How to do text similarity search and document clustering in BigQuery

Use Document embeddings in BigQuery for document similarity and clustering tasks

Published in

Towards Data Science

6 min readAug 22, 2020

BigQuery offers the ability to load a TensorFlow SavedModel and carry out predictions. This capability is a great way to add text-based similarity and clustering on top of your data warehouse.

Follow along by copy-pasting queries from my notebook in GitHub. You can try out the queries in the BigQuery console or in an AI Platform Jupyter notebook.
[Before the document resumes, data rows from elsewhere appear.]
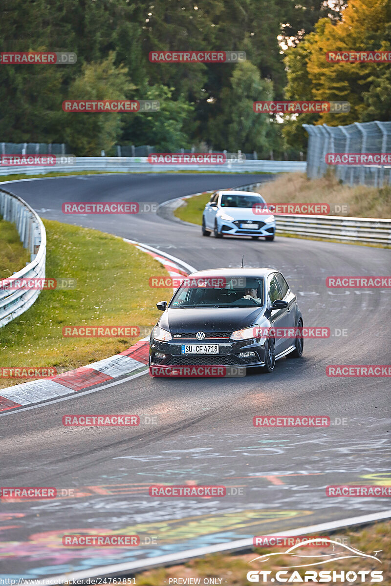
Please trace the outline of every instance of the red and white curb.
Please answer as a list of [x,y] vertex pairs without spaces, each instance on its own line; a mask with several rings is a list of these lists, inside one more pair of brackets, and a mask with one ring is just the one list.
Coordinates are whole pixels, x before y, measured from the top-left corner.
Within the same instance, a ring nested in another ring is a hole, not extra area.
[[[361,515],[358,517],[351,517],[348,519],[321,523],[317,525],[289,529],[287,531],[285,530],[284,531],[284,534],[291,535],[294,537],[299,535],[322,534],[333,533],[339,529],[360,527],[377,522],[386,521],[390,517],[391,512],[382,511],[380,513],[372,513],[370,515]],[[278,537],[281,534],[281,532],[279,533],[270,533],[269,534]],[[100,567],[97,566],[88,570],[70,572],[69,574],[63,574],[61,575],[52,575],[50,577],[50,578],[46,578],[46,582],[44,580],[38,579],[36,580],[35,584],[35,586],[46,586],[47,580],[49,579],[56,580],[56,583],[62,584],[72,581],[87,580],[90,578],[115,577],[119,578],[120,577],[125,577],[129,574],[132,575],[136,572],[145,571],[152,568],[184,564],[189,561],[189,560],[202,557],[211,554],[227,554],[234,551],[244,553],[246,551],[253,551],[253,538],[246,537],[235,541],[227,541],[225,543],[217,543],[192,550],[175,551],[163,556],[157,556],[155,557],[145,557],[143,559],[136,560],[135,561],[124,562]]]
[[[196,270],[179,258],[161,253],[157,248],[134,240],[123,239],[161,263],[171,277],[186,276]],[[148,336],[142,338],[127,350],[51,379],[8,387],[1,391],[0,412],[71,395],[96,384],[124,376],[148,364]]]

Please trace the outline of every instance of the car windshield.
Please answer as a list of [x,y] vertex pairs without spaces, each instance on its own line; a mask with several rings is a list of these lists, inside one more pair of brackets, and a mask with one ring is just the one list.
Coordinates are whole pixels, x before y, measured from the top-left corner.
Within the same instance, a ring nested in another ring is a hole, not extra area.
[[256,307],[263,305],[261,277],[188,277],[169,307]]
[[260,204],[266,205],[261,195],[230,195],[228,193],[222,195],[222,207],[252,207]]

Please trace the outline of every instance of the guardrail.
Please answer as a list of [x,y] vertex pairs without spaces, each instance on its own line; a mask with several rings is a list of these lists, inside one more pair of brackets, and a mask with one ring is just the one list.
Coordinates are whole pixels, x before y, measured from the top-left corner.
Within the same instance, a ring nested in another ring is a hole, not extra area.
[[0,166],[0,175],[23,173],[27,175],[73,171],[111,171],[137,173],[149,171],[203,171],[222,173],[305,172],[307,163],[302,161],[227,161],[223,165],[152,165],[147,157],[86,156],[74,157],[72,163],[56,165],[9,165]]
[[[16,224],[23,247],[30,253],[30,262],[9,278],[44,278],[46,233],[41,219],[23,199],[4,189],[0,189],[0,215]],[[7,289],[0,281],[0,328],[26,311],[40,292],[39,289]]]
[[[261,183],[232,188],[254,191]],[[327,240],[391,246],[391,219],[356,218],[344,216],[308,216],[274,214],[276,232],[310,236]]]

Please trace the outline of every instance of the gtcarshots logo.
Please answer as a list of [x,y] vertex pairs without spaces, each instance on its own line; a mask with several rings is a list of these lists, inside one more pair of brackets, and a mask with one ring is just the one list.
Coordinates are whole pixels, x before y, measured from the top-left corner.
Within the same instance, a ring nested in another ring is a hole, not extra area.
[[224,165],[223,152],[160,152],[148,155],[151,165]]
[[257,101],[253,104],[256,113],[270,114],[308,114],[316,112],[331,112],[346,114],[350,112],[349,102],[314,101]]
[[[316,541],[318,537],[310,539],[307,541],[307,546],[310,546],[311,541]],[[302,553],[300,548],[304,547],[301,543],[297,543],[285,551],[268,552],[251,560],[249,563],[252,564],[254,562],[257,564],[268,561],[273,562],[273,557],[275,556],[285,556],[292,558],[293,565],[285,565],[283,570],[276,571],[275,570],[251,570],[247,572],[247,579],[249,582],[277,582],[289,584],[302,584],[319,583],[325,582],[332,584],[352,584],[359,582],[360,584],[374,583],[383,582],[383,572],[382,570],[302,570],[302,568],[309,566],[316,566],[319,564],[329,564],[333,561],[337,561],[339,560],[351,560],[356,558],[362,560],[366,560],[373,568],[375,564],[381,564],[381,561],[376,557],[379,551],[374,551],[375,555],[363,553],[359,550],[351,547],[350,545],[341,543],[334,539],[323,538],[324,543],[322,547],[327,547],[327,543],[332,545],[332,551],[329,553],[324,554],[321,553],[317,554],[314,553],[312,555],[308,551]],[[325,543],[324,542],[326,542]],[[297,550],[299,551],[297,551]],[[381,551],[381,550],[380,550]],[[302,558],[302,560],[300,560]],[[301,571],[295,570],[295,568],[300,568]]]
[[156,202],[64,202],[63,214],[146,214],[157,212]]
[[236,63],[246,61],[244,51],[150,51],[151,63]]
[[156,100],[64,100],[64,112],[158,112]]
[[42,51],[30,53],[0,53],[1,65],[36,64],[66,65],[76,63],[76,53],[46,53]]
[[46,166],[74,165],[76,158],[73,155],[1,155],[0,165],[4,166]]

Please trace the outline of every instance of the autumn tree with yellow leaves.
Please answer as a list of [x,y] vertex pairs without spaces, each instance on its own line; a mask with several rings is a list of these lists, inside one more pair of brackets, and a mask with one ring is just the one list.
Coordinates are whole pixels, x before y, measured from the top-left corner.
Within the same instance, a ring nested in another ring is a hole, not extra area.
[[348,114],[301,114],[287,120],[284,134],[289,144],[307,143],[303,124],[330,126],[353,122],[389,120],[391,64],[389,63],[329,62],[329,51],[391,50],[390,0],[349,0],[342,20],[321,19],[285,58],[289,100],[348,101]]

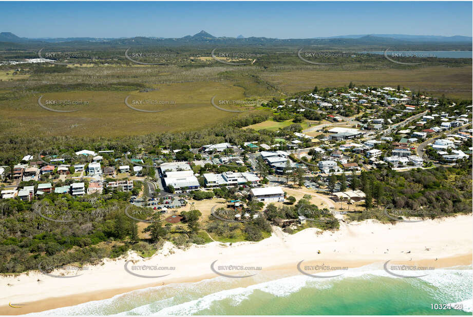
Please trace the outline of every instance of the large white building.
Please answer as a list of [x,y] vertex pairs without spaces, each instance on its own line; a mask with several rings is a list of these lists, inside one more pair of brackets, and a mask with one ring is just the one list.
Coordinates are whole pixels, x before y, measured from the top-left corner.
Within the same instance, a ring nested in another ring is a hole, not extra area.
[[89,166],[87,167],[87,171],[89,175],[91,176],[100,176],[102,175],[102,167],[100,167],[100,163],[89,163]]
[[383,151],[381,150],[373,149],[372,150],[366,151],[366,157],[377,157],[378,156],[380,156],[382,154],[383,154]]
[[202,148],[205,152],[212,152],[216,151],[217,152],[221,152],[229,148],[233,147],[230,143],[219,143],[218,144],[207,144],[204,145]]
[[184,162],[172,162],[168,163],[163,163],[160,165],[159,167],[163,174],[166,171],[190,171],[192,169],[189,164]]
[[209,173],[203,174],[205,187],[212,187],[220,186],[232,186],[251,183],[257,184],[259,177],[254,173],[234,173],[225,172],[221,174]]
[[85,185],[83,183],[73,183],[71,184],[71,191],[73,196],[85,194]]
[[199,180],[192,171],[166,171],[164,178],[166,187],[172,186],[175,189],[187,187],[188,189],[197,189],[200,187]]
[[269,203],[284,201],[284,191],[282,187],[279,186],[252,188],[250,194],[252,199],[259,202]]

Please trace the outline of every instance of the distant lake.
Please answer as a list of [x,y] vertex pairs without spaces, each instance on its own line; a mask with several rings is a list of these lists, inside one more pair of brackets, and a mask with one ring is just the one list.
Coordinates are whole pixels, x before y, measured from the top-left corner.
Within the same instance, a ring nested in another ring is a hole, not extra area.
[[[370,54],[384,54],[384,51],[356,52]],[[447,58],[471,58],[473,57],[471,51],[388,51],[388,57],[394,57],[393,53],[399,53],[400,57],[440,57]]]

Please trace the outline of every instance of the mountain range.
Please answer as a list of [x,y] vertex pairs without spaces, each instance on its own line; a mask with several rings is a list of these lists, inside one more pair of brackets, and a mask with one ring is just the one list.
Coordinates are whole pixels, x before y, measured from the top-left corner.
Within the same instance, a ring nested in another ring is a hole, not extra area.
[[194,35],[187,35],[180,38],[165,38],[162,37],[116,37],[116,38],[103,38],[103,37],[41,37],[36,38],[28,38],[27,37],[20,37],[10,32],[2,32],[0,33],[0,42],[10,43],[24,43],[28,42],[41,42],[46,43],[60,43],[69,42],[109,42],[112,41],[121,41],[127,38],[146,38],[155,40],[172,39],[173,41],[181,40],[183,42],[193,41],[230,41],[235,39],[244,40],[249,38],[261,39],[261,41],[291,41],[302,39],[368,39],[368,38],[385,38],[392,40],[401,41],[410,41],[416,42],[471,42],[471,36],[463,36],[455,35],[453,36],[443,36],[441,35],[411,35],[406,34],[358,34],[339,35],[337,36],[330,36],[327,37],[313,37],[310,39],[293,38],[281,39],[279,38],[271,38],[268,37],[248,37],[245,38],[242,35],[238,35],[237,37],[222,36],[217,37],[205,31],[201,31]]

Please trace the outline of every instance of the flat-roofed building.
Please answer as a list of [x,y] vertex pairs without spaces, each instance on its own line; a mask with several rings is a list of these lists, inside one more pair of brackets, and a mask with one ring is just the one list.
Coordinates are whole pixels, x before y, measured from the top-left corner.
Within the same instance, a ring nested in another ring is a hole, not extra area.
[[176,172],[179,171],[190,171],[192,169],[189,164],[184,162],[162,163],[159,168],[161,169],[161,171],[163,174],[164,174],[167,171]]
[[252,188],[250,191],[252,199],[259,202],[283,202],[284,191],[279,186]]
[[44,193],[50,192],[52,189],[52,185],[49,183],[46,184],[39,184],[37,187],[38,191],[42,191]]
[[192,170],[166,172],[165,174],[164,180],[166,187],[172,186],[175,189],[184,187],[187,189],[197,189],[200,187],[199,180]]
[[205,187],[236,186],[251,183],[252,184],[259,182],[258,177],[254,173],[235,173],[225,172],[221,174],[209,173],[203,174]]
[[71,193],[73,196],[85,194],[85,184],[83,183],[73,183],[71,184]]

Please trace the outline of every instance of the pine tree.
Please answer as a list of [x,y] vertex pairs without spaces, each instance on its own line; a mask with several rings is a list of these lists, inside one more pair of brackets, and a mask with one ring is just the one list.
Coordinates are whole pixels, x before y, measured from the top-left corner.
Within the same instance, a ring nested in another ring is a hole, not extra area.
[[136,223],[134,222],[131,224],[131,232],[130,233],[130,240],[133,243],[136,243],[139,241],[140,238],[138,237],[138,226]]
[[356,190],[358,188],[359,184],[358,176],[356,176],[355,170],[353,170],[351,171],[351,189],[353,190]]
[[365,206],[366,207],[366,210],[368,210],[373,207],[373,196],[371,195],[371,190],[369,187],[367,187],[367,189],[365,191]]
[[123,239],[126,233],[126,224],[123,216],[118,214],[115,216],[113,222],[113,233],[115,236],[119,239]]
[[289,177],[291,176],[291,163],[289,160],[286,161],[286,166],[284,167],[284,175],[286,176],[286,183],[289,183]]
[[146,227],[144,231],[149,232],[149,236],[153,242],[157,242],[159,238],[166,234],[166,230],[163,228],[163,222],[160,215],[154,217],[154,221]]
[[347,189],[347,176],[345,175],[345,172],[342,174],[342,180],[340,182],[342,183],[340,185],[340,191],[345,191],[345,189]]

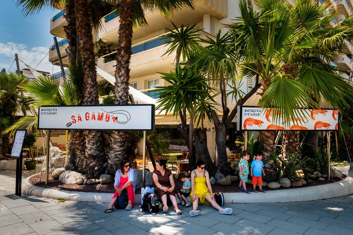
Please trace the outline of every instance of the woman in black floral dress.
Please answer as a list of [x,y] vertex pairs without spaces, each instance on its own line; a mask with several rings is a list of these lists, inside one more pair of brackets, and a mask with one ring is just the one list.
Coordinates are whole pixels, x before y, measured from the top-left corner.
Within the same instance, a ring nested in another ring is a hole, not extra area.
[[165,159],[158,160],[156,162],[156,169],[152,174],[155,192],[159,199],[162,200],[163,204],[163,212],[168,210],[167,205],[167,196],[169,196],[174,206],[174,210],[178,215],[181,215],[181,211],[179,209],[176,202],[174,189],[175,185],[172,172],[167,168],[167,161]]

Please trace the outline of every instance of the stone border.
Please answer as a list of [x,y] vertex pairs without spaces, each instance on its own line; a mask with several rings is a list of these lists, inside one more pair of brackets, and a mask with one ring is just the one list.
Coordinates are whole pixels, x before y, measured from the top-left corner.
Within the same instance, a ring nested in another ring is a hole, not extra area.
[[[110,203],[113,193],[86,193],[57,190],[34,186],[30,184],[30,177],[22,181],[24,193],[43,198],[81,202]],[[271,190],[266,193],[243,192],[223,193],[226,203],[292,202],[312,201],[343,197],[353,194],[353,178],[347,176],[339,182],[323,185],[283,190]],[[136,204],[141,201],[141,194],[135,196]]]

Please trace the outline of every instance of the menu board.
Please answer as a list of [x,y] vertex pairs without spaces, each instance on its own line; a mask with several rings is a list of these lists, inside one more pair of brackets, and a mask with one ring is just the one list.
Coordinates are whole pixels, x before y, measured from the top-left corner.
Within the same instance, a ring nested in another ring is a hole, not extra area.
[[17,130],[16,131],[12,143],[11,156],[18,158],[22,157],[21,154],[22,153],[22,146],[26,132],[26,130]]

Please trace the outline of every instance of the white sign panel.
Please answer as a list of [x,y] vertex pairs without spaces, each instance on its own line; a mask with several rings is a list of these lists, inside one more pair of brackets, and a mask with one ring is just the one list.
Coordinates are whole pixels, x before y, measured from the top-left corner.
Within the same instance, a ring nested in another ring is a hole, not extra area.
[[[281,112],[273,109],[243,106],[238,116],[242,130],[335,130],[338,129],[338,110],[332,109],[303,110],[298,110],[300,117],[291,118],[287,122],[284,120]],[[275,121],[274,116],[275,117]],[[279,117],[278,117],[279,116]]]
[[150,104],[42,106],[38,129],[152,130],[154,113]]

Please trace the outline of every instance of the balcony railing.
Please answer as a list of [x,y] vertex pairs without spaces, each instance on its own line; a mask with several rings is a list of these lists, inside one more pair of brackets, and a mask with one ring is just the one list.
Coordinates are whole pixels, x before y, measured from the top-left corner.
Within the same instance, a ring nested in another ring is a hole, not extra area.
[[[156,38],[153,38],[151,39],[150,41],[142,43],[137,43],[134,45],[133,45],[131,47],[131,50],[132,51],[132,55],[137,54],[138,53],[159,47],[163,45],[163,43],[164,42],[169,41],[170,41],[170,39],[161,40],[159,36],[158,36]],[[111,53],[103,56],[101,57],[101,58],[104,58],[104,63],[108,63],[115,60],[115,56],[116,53],[116,51],[112,52]]]
[[[67,38],[65,38],[64,39],[63,39],[60,42],[58,42],[58,44],[59,45],[59,47],[62,47],[62,46],[64,45],[65,44],[67,44]],[[54,50],[55,50],[55,44],[52,46],[52,51],[53,51]]]
[[65,13],[66,13],[66,10],[63,10],[56,14],[53,18],[53,22],[54,22],[62,16]]
[[[65,70],[65,75],[66,76],[68,74],[68,69],[66,69]],[[59,73],[54,73],[54,74],[52,74],[50,75],[50,78],[52,78],[52,80],[54,80],[55,79],[59,79],[63,77],[62,76],[62,72],[59,72]]]
[[109,13],[103,18],[106,19],[106,23],[120,16],[120,14],[119,13],[115,14],[115,12],[114,11]]

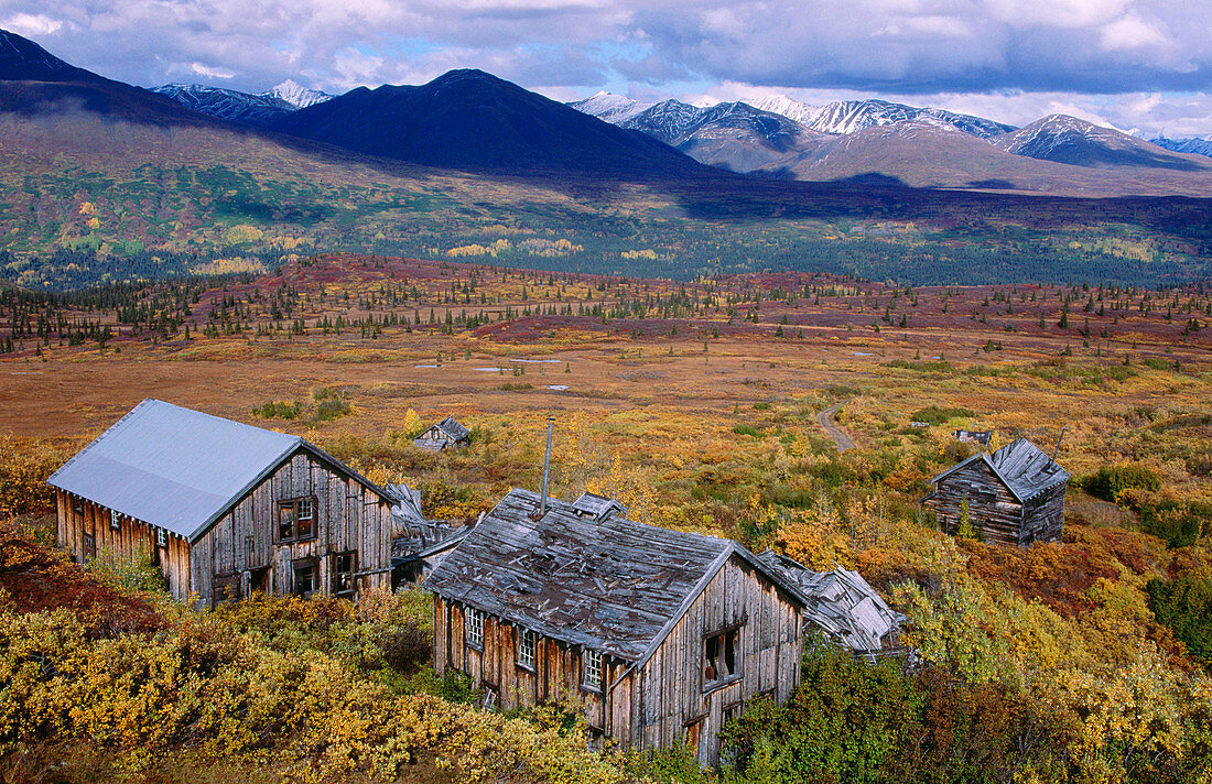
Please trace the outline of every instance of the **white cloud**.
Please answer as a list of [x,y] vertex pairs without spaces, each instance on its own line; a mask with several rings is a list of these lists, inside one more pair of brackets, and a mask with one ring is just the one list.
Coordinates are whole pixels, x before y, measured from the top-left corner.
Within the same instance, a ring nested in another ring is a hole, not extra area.
[[1212,13],[1194,0],[0,2],[0,27],[143,85],[341,91],[475,67],[558,97],[761,85],[808,103],[880,95],[1013,124],[1062,111],[1212,133]]
[[1170,44],[1170,39],[1161,30],[1134,13],[1103,27],[1098,38],[1103,48],[1108,51],[1130,51]]

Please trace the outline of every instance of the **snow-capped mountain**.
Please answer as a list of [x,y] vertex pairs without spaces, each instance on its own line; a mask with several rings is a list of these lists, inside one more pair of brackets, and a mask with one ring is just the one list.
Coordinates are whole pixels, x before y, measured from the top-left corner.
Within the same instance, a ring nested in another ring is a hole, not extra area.
[[152,92],[172,98],[194,111],[245,125],[265,126],[295,111],[295,107],[280,98],[206,85],[161,85],[153,87]]
[[622,122],[627,122],[652,104],[631,101],[627,96],[618,96],[613,92],[606,92],[602,90],[582,101],[572,101],[568,105],[577,111],[584,111],[585,114],[590,114],[599,120],[619,125]]
[[1188,153],[1212,158],[1212,139],[1201,139],[1197,136],[1189,139],[1167,139],[1165,136],[1159,136],[1149,141],[1171,153]]
[[742,102],[749,104],[754,109],[782,114],[784,118],[795,120],[802,125],[812,122],[812,120],[821,114],[821,107],[813,107],[812,104],[782,95],[764,96],[761,98],[742,98]]
[[618,122],[624,128],[644,131],[665,144],[676,144],[697,124],[708,109],[670,98],[651,105],[628,120]]
[[957,131],[988,139],[1013,131],[1014,126],[984,118],[957,114],[947,109],[909,107],[890,101],[835,101],[821,109],[806,125],[821,133],[853,133],[875,125],[896,122],[927,122],[950,126]]
[[1201,168],[1199,159],[1171,153],[1156,144],[1079,120],[1053,114],[994,141],[1014,155],[1074,166],[1149,166]]
[[325,101],[332,98],[328,93],[304,87],[293,79],[287,79],[273,90],[267,90],[261,93],[261,97],[276,98],[278,101],[295,107],[296,109],[307,109],[308,107],[324,103]]

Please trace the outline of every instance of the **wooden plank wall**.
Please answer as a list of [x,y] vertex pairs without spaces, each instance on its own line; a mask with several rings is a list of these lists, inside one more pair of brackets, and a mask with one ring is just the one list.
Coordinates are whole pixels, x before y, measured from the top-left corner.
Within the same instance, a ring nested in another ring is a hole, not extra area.
[[928,504],[938,514],[947,533],[954,534],[959,528],[965,500],[968,502],[972,527],[984,542],[1019,543],[1023,505],[984,460],[976,460],[938,482]]
[[[516,640],[521,628],[494,616],[484,619],[484,648],[467,645],[467,607],[434,597],[434,670],[440,675],[447,668],[467,673],[475,687],[491,688],[498,697],[497,705],[510,710],[520,705],[579,700],[585,706],[585,719],[591,727],[608,737],[629,731],[611,723],[612,715],[629,715],[630,691],[617,688],[604,694],[627,666],[625,662],[602,657],[602,689],[582,687],[584,652],[560,640],[539,636],[534,645],[534,668],[518,664]],[[619,705],[623,708],[619,709]],[[622,738],[621,738],[622,739]]]
[[[741,677],[704,693],[704,636],[738,624]],[[791,696],[800,679],[802,629],[800,607],[733,556],[639,673],[628,717],[635,745],[669,748],[701,722],[698,761],[716,765],[725,708],[759,694],[779,703]]]
[[[315,498],[315,538],[279,543],[278,502],[303,497]],[[292,562],[316,559],[318,589],[326,594],[332,585],[331,556],[354,550],[358,590],[388,589],[391,533],[387,499],[301,450],[194,544],[193,583],[200,601],[207,603],[215,577],[269,567],[270,590],[286,595],[293,588]]]
[[[58,542],[57,544],[72,554],[78,562],[84,563],[84,536],[92,534],[96,553],[102,550],[120,560],[136,561],[147,555],[160,565],[160,571],[168,583],[173,599],[185,601],[191,590],[190,548],[182,537],[166,532],[166,546],[156,546],[154,526],[120,516],[118,531],[110,526],[109,509],[95,504],[86,498],[56,490],[58,497]],[[81,514],[75,513],[79,504]]]
[[[574,697],[584,700],[590,726],[624,746],[669,748],[688,722],[701,719],[699,762],[719,762],[724,709],[758,694],[790,697],[799,683],[804,649],[802,613],[790,597],[739,557],[730,560],[639,671],[605,694],[581,687],[582,651],[539,637],[534,671],[518,665],[519,628],[487,616],[484,649],[468,646],[465,607],[434,599],[434,668],[467,673],[476,686],[499,694],[504,710]],[[734,624],[741,679],[703,693],[703,637]],[[627,673],[628,663],[602,657],[604,688]]]

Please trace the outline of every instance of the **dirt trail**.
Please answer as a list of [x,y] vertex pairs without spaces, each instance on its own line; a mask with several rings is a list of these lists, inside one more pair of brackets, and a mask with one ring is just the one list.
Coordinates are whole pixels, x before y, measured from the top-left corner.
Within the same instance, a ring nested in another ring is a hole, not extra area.
[[821,427],[825,429],[829,437],[837,445],[839,452],[854,448],[854,442],[848,435],[846,435],[846,431],[837,425],[837,419],[835,418],[837,416],[837,410],[848,404],[851,400],[853,400],[853,397],[836,402],[817,414],[817,422],[821,423]]

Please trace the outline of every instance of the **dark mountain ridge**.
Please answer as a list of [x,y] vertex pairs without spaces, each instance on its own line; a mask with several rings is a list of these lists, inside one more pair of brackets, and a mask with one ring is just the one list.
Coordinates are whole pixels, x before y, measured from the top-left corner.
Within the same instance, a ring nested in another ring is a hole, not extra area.
[[481,70],[421,86],[359,87],[270,128],[423,166],[624,178],[718,174],[661,142]]

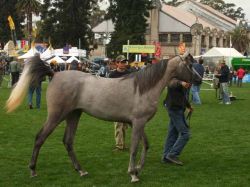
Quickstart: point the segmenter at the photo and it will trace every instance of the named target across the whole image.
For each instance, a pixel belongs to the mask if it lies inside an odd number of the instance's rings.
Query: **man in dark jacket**
[[[221,104],[226,104],[230,105],[230,97],[229,97],[229,92],[228,92],[228,77],[229,77],[229,68],[226,65],[225,61],[222,61],[221,63],[221,68],[219,74],[216,75],[216,77],[219,78],[219,83],[220,83],[220,91],[221,91],[221,96],[222,96],[222,103]]]
[[[193,64],[194,69],[197,71],[197,73],[199,73],[201,77],[203,77],[204,75],[204,67],[202,64],[203,64],[203,59],[199,59],[198,63]],[[192,102],[194,104],[201,104],[200,89],[201,89],[202,80],[194,79],[192,83],[193,83],[191,87]]]
[[[185,109],[192,111],[192,107],[187,98],[187,89],[191,84],[173,80],[168,86],[167,97],[164,105],[169,115],[169,130],[165,141],[163,162],[183,165],[179,160],[179,155],[189,140],[190,132],[185,119]]]

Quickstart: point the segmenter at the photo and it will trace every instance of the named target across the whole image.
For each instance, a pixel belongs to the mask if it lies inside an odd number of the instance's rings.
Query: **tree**
[[[40,11],[40,2],[37,0],[19,0],[16,4],[17,10],[20,13],[24,13],[27,16],[27,31],[28,31],[28,40],[29,40],[29,47],[31,46],[32,40],[32,15],[33,13],[38,15]]]
[[[8,16],[11,16],[15,23],[15,32],[17,39],[23,37],[22,25],[23,16],[17,14],[15,4],[17,0],[1,0],[0,1],[0,42],[6,43],[11,39],[11,32],[8,24]],[[13,6],[14,5],[14,6]]]
[[[239,52],[244,53],[247,51],[248,46],[250,44],[250,40],[247,36],[247,29],[240,25],[236,27],[231,33],[232,45]]]
[[[235,10],[236,6],[233,3],[225,3],[223,0],[201,0],[200,2],[218,10],[234,20],[245,18],[245,13],[242,12],[243,9],[239,7]]]
[[[122,53],[122,45],[145,44],[147,17],[151,8],[150,0],[110,0],[107,19],[112,19],[115,31],[107,46],[108,56]]]
[[[43,40],[51,38],[54,46],[66,44],[88,49],[93,37],[90,27],[91,8],[97,0],[45,0],[42,5],[41,33]]]

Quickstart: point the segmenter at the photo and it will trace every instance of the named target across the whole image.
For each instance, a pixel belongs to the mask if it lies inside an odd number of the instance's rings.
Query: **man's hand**
[[[191,84],[190,84],[190,83],[184,82],[184,81],[181,81],[181,85],[182,85],[184,88],[190,88],[190,87],[191,87]]]

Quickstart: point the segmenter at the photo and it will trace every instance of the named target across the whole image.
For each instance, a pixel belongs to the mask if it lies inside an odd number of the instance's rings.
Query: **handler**
[[[178,157],[190,137],[184,115],[186,108],[188,108],[190,112],[193,110],[187,98],[187,90],[190,86],[190,83],[177,79],[172,80],[168,86],[167,97],[164,100],[164,106],[168,110],[170,119],[162,159],[165,163],[183,165]]]

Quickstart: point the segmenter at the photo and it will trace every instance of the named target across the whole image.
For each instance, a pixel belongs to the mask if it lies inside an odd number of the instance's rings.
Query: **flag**
[[[8,16],[9,26],[11,30],[15,30],[15,24],[11,16]]]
Text embeddings are useful for document similarity and clustering tasks. Image by kerttu from Pixabay

Storm reports data

As an example, I’ll use a dataset consisting of wind reports phoned into National Weather Service offices by “storm spotters”. This is a public dataset in BigQuery and it can be queried as follows:

SELECT 
  EXTRACT(DAYOFYEAR from timestamp) AS julian_day,
  ST_GeogPoint(longitude, latitude) AS location,
  comments
FROM `bigquery-public-data.noaa_preliminary_severe_storms.wind_reports`
WHERE EXTRACT(YEAR from timestamp) = 2019
LIMIT 10

The result looks like this:

Let’s say that we want to build a SQL query to search for comments that look like “power line down on a home”.

Steps:

Load a machine learning model that creates an embedding (essentially a compact numerical representation) of some text.
Use the model to generate the embedding of our search term.
Use the model to generate the embedding of every comment in the wind reports table.
Look for rows where the two embeddings are close to each other.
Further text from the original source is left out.